Local AI resolves this tension by elimination. When the model runs on your hardware and your data never leaves your machine, there is no privacy policy to parse, no opt-out to verify, and no trust decision to make about a corporation’s future behavior. The security boundary is physical: your data stays on metal you own.
This does not mean cloud AI is useless or that everyone should immediately abandon commercial AI services. For many use cases — especially tasks that benefit from the largest frontier models, real-time web access, or multimodal capabilities that require datacenter-scale compute — cloud AI remains the better tool. The point is that the choice should be conscious, not default. Every prompt you send to a cloud service should pass a mental test: “Would I be comfortable if this prompt appeared in a data breach disclosure?” If the answer is no, that prompt belongs on local hardware.
Getting Started This Week
You do not need to replicate Buterin’s full NixOS setup to meaningfully improve your AI privacy. Here is a practical starting sequence that takes less than an hour:
- Run Prompt 1 (AI Privacy Audit) with your current AI service. Understand your exposure.

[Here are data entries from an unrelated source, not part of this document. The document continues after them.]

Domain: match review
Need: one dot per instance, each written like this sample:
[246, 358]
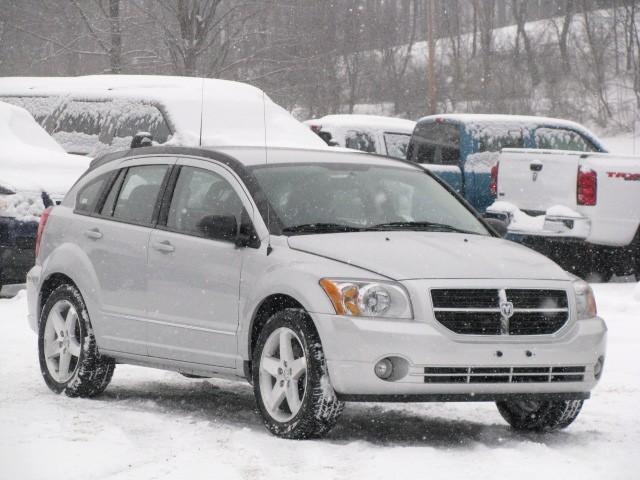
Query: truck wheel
[67, 350]
[290, 379]
[539, 416]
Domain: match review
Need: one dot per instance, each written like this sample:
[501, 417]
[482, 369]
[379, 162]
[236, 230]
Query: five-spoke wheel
[290, 378]
[283, 369]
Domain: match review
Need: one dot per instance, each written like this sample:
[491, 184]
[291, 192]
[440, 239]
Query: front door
[194, 280]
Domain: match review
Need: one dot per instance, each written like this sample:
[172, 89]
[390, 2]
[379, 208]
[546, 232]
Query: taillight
[43, 223]
[587, 187]
[493, 186]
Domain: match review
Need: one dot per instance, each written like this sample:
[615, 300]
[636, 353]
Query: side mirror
[219, 227]
[142, 139]
[247, 236]
[500, 226]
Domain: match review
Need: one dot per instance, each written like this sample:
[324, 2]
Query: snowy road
[157, 425]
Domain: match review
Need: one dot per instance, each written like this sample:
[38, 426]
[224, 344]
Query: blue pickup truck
[462, 149]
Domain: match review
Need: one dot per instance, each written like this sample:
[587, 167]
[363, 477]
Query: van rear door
[436, 145]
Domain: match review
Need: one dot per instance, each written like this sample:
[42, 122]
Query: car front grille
[504, 374]
[501, 311]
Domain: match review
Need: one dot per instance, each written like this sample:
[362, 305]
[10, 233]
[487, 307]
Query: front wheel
[290, 378]
[539, 416]
[67, 350]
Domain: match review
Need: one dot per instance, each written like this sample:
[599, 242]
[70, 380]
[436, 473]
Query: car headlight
[585, 300]
[361, 298]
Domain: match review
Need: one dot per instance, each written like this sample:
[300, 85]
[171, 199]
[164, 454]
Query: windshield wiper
[419, 226]
[321, 228]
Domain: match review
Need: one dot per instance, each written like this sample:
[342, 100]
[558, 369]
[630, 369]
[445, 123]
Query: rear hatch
[535, 180]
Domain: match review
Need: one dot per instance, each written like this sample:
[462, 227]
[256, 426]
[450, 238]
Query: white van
[97, 113]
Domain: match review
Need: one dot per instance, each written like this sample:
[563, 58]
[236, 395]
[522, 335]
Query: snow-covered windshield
[397, 144]
[333, 197]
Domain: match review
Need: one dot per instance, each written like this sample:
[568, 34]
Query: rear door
[116, 239]
[194, 281]
[437, 146]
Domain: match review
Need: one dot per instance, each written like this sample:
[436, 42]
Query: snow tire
[93, 371]
[545, 416]
[320, 408]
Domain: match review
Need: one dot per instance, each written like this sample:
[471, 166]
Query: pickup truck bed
[558, 195]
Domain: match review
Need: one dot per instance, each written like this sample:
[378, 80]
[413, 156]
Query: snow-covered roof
[233, 113]
[494, 119]
[372, 122]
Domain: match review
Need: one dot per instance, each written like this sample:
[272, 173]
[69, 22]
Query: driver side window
[198, 195]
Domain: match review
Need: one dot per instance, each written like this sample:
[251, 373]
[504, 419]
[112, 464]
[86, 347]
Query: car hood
[420, 255]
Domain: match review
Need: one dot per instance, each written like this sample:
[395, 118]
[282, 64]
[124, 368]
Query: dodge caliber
[319, 276]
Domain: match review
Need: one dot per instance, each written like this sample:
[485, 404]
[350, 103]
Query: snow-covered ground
[154, 424]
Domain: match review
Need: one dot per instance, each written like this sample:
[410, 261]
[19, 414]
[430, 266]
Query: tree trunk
[115, 49]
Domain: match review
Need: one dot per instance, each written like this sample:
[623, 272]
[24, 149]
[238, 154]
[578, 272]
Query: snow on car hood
[415, 255]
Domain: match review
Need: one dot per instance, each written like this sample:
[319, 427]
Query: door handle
[164, 246]
[93, 234]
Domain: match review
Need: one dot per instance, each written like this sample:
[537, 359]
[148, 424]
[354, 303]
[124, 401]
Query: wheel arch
[68, 264]
[270, 305]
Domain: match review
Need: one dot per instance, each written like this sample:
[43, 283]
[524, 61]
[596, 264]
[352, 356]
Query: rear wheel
[67, 350]
[539, 416]
[290, 378]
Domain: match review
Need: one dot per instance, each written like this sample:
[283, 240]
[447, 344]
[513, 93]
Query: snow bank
[31, 161]
[22, 206]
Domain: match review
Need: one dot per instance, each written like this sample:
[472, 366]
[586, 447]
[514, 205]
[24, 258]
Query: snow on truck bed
[154, 424]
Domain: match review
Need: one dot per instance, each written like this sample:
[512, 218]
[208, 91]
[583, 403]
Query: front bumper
[352, 347]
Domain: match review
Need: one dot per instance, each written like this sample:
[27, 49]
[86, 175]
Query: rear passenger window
[199, 194]
[435, 143]
[88, 195]
[358, 140]
[562, 139]
[138, 194]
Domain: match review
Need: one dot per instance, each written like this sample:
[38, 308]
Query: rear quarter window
[436, 144]
[88, 196]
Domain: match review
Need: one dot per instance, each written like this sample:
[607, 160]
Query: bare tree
[520, 14]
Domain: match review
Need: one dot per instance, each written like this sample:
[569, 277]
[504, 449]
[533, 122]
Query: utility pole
[431, 53]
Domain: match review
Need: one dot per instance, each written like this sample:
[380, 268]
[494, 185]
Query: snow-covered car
[320, 276]
[368, 133]
[94, 114]
[562, 201]
[35, 172]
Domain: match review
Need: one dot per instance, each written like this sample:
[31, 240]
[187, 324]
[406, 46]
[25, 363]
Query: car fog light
[597, 368]
[384, 369]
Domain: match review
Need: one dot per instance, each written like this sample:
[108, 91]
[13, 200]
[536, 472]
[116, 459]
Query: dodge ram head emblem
[506, 312]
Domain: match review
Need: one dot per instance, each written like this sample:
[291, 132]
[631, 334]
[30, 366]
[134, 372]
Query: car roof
[372, 122]
[243, 157]
[202, 111]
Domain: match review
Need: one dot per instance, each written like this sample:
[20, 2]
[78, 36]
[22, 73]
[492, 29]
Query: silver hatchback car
[320, 276]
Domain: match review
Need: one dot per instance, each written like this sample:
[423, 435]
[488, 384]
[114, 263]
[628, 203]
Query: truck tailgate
[535, 180]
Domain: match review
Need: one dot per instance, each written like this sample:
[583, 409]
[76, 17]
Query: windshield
[336, 197]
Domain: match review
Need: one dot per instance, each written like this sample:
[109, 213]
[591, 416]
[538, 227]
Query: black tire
[320, 408]
[92, 372]
[543, 416]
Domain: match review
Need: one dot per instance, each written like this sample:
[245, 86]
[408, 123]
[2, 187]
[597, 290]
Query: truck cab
[463, 149]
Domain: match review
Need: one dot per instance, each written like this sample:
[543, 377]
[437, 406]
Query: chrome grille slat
[533, 374]
[478, 311]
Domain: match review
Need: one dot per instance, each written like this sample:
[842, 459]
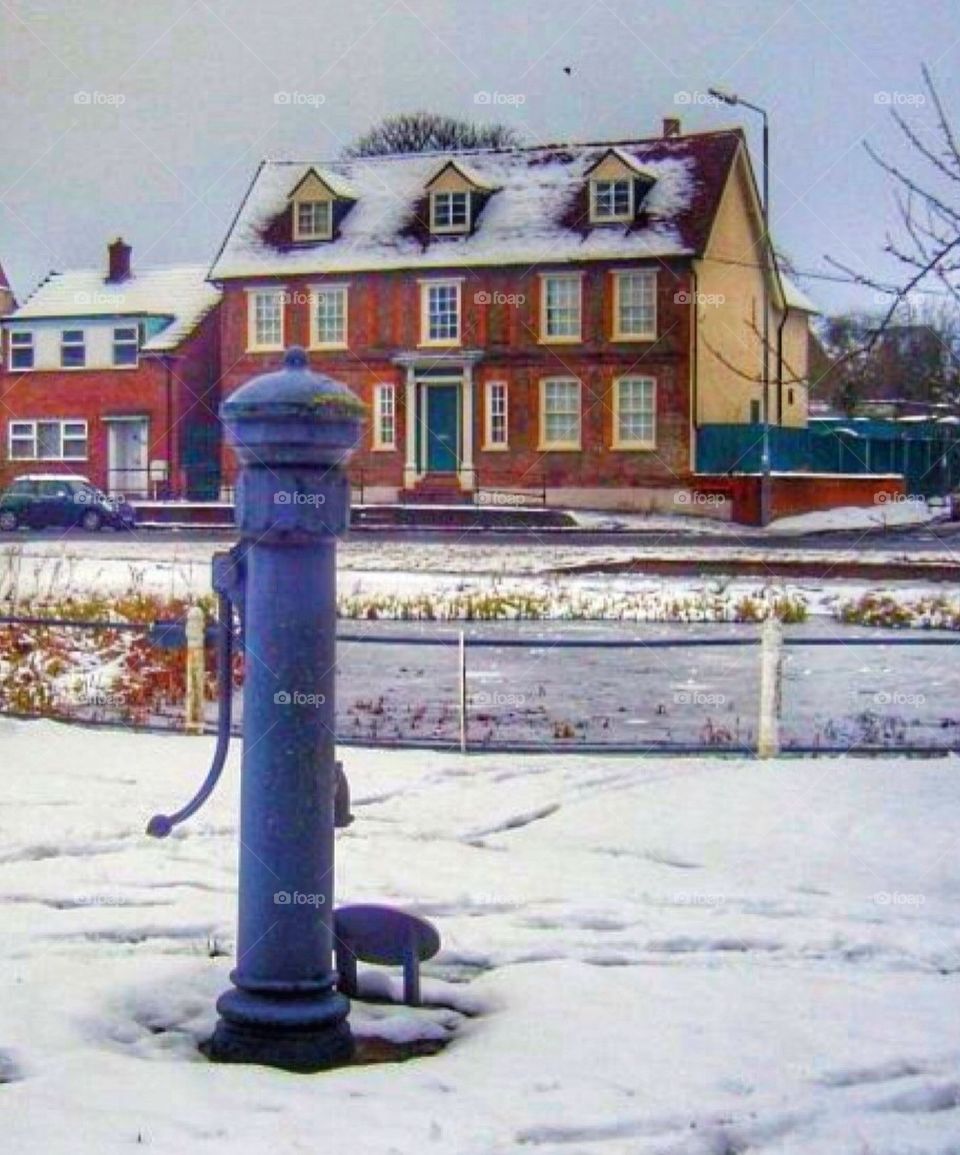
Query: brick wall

- Install Ollama on your current machine. It takes two minutes and works on macOS, Linux, and Windows.
- Pull a small model (
ollama pull qwen2.5:7b) and try it for your most common tasks. - Run Prompt 4 (Local Model Evaluator) to determine which of your tasks can move to local AI without meaningful quality loss.
- Move your most sensitive tasks first. Code review of proprietary code, drafting confidential documents, brainstorming competitive strategy — these should run locally regardless of any quality tradeoff.

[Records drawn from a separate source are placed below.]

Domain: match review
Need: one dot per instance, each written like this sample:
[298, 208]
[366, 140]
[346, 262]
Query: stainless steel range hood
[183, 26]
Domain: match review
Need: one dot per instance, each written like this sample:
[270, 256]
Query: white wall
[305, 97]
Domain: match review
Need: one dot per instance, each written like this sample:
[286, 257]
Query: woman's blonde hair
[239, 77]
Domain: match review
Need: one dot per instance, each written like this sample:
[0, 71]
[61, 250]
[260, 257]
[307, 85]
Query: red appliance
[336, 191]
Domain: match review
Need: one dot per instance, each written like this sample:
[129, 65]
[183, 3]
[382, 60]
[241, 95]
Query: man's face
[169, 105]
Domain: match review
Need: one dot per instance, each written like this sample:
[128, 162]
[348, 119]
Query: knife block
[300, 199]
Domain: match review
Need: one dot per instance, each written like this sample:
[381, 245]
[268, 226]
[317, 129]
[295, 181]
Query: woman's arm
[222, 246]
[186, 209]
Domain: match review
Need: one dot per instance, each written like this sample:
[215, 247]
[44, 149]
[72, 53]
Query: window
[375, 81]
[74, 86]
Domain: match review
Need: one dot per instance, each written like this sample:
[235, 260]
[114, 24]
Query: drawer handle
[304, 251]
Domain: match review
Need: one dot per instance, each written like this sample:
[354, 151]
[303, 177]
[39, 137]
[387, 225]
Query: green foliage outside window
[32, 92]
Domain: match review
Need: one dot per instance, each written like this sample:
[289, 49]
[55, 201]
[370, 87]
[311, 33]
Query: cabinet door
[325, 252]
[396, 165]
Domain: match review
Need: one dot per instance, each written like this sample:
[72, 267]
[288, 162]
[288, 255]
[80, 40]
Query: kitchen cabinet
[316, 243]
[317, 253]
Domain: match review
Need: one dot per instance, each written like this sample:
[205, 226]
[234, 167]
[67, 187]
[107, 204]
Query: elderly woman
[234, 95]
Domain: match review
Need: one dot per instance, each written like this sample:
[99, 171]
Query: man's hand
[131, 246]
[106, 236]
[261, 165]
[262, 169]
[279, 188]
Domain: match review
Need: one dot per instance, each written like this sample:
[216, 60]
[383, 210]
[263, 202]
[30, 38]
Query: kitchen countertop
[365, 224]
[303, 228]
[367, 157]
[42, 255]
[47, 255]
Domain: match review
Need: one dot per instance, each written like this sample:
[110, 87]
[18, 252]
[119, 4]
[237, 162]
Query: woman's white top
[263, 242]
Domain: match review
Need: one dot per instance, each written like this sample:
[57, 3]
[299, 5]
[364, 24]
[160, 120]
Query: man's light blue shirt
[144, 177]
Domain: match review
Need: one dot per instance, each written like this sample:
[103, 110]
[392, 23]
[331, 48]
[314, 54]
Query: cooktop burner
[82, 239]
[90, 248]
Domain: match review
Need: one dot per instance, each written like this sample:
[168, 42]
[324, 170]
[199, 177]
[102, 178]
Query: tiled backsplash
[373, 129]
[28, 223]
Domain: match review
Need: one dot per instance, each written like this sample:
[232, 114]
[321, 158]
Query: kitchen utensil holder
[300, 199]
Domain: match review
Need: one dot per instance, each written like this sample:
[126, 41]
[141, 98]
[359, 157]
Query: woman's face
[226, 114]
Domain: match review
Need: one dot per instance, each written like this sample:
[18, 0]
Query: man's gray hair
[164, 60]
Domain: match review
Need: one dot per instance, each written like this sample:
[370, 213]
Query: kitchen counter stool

- Run Prompt 5 (Threat Model Generator) to understand your remaining exposure and plan further migration.
The goal is not perfection. The goal is to stop sending your most sensitive data to infrastructure you do not control, starting with the highest-risk use cases and expanding from there. Buterin’s setup represents one endpoint of that spectrum. But every step along the spectrum — from running your first local model to sandboxing your AI agents to implementing 2-of-2 message authorization — meaningfully reduces your exposure.
The tools exist. The models are good enough. The hardware is affordable enough. The only remaining variable is whether you decide your AI privacy is worth an afternoon of setup.